Dengan kata lain kelembagaan negara di Indonesia tak bisa
lagi dianalisis dengan pendekatan pemisahan kekuasaan model Trias Politica.
Secara garis besar Lembaga Negara di Indonesia terbagai dalam dua kelompok,
yaitu lembaga negara yang dibentuk melalui UUD dan lembaga negara yang dibentuk
di luar UUD. Lembaga Negara yang pembentukannya diluar UUD seringkali disebut
lembaga negara tambahan (ekstra auxiliary) atau lembaga negara secondary,
dalam artian ia merupakan lembaga negara yang tidak terdapat dalam konstitusi,
namun dibentuk melalui UU (regulatory body). Karena itu memahami
kelembagaan negara Indonesia harus dilakukan melalui pendekatan tugas dan
fungsinya. Tidak lagi seperti dulu, yang mengarah hanya kepada lembaga-lembaga
yang pembentukan dan fungsinya diberikan oleh UUD.
ORI merupakan lembaga negara yang tidak terdapat dalam
UUD. Kelahirannya dilakukan oleh UU dalam rangka pengawasan kinerja aparatur
negara dan pemerintahan serta menampung keluhan masyarakat. Lembaga yang
menjalankan fungsi seperti ini belum diatur dalam UUD. Oleh sebab itu, dalam
sistem pemisahan kekuasaan, ORI dapat dikatagorikan sejajar dan tidak dibawah
pengaruh satu kekuasaan lain.

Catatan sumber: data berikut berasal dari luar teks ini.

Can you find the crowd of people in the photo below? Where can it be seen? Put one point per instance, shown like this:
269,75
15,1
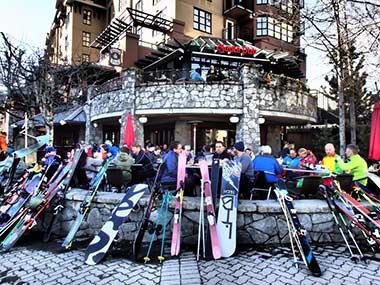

Dengan tugas dan fungsi seperti itu, keberadaan
ORI sangat vital dalam pemenuhan perlindungan dan kesejahteraan masyarakat
sebagai bagian tujuan bernegara.
Sehubungan dengan kedudukan ORI seperti di atas, maka
Ombudsman bukan lagi menjadi domain pemerintah seperti halnya masa berlakunya
Keppres No. 44 Tahun 2000. Pemerintah sudah tidak dapat lagi membentuk
Ombudsman atau badan-badan dengan nama lain yang secara prinsip menjalankan
tugas dan fungsi ORI. Tugas mengawasi kinerja lembaga negara dan pemerintahan
serta menampung keluhan masyarakat telah beralih dan dilakukan oleh lembaga
negara tersendiri dan menjalankan tugas dan fungsinya secara mandiri[16].
Untuk menjangkau tugas dan fungsi pengawasan, serta
menampung keluhan masyarakat sampai ke daerah, oleh UU 37 Tahun 2008, ORI
diberi keleluasaan membentuk Perwakilan di Daerah. Ombudsman daerah atau dengan
istilah lain yang ada sekarang secara bertahap harus diintegrasikan menjadi
kepanjangan (perwakilan) ORI. Dengan demikian pengawasan akan terstruktur dan
terkoordinasi dengan baik mengenai standar, meknisme, prosedur, dukungan
fasilitasi, dan lain-lain.
Menyangkut peran dan kewenangan Ombudsman yang perlu
diperkuat, salah satu caranya adalah dengan menegaskan posisi dan kewenangannya
secara konstitusional (constitutional organ and authority). Dalam
sejarahnya, Komisi Konstitusi pernah memasukkan usulan Pasal 24 G yang mereka
susun dan telah diserahkan kepada MPR periode 1999-2004. Namun, gagasan
memberikan landasan konstitusional Ombudsman telah gagal, dan faktor inilah
yang menyebabkan melemahnya posisi dan wewenang Ombudsman dalam menjalankan
fungsi-fungsinya. Memberikan landasan konstitusional terkait dengan posisi dan
wewenang Ombudsman sangatlah penting, mendesak dan perlu diperluas tidak
sekadar pengawasan atas pelayanan publik penyelenggara negara, melainkan pula
terlibat dalam proses mendorong sistem peradilan yang efektif dan profesional.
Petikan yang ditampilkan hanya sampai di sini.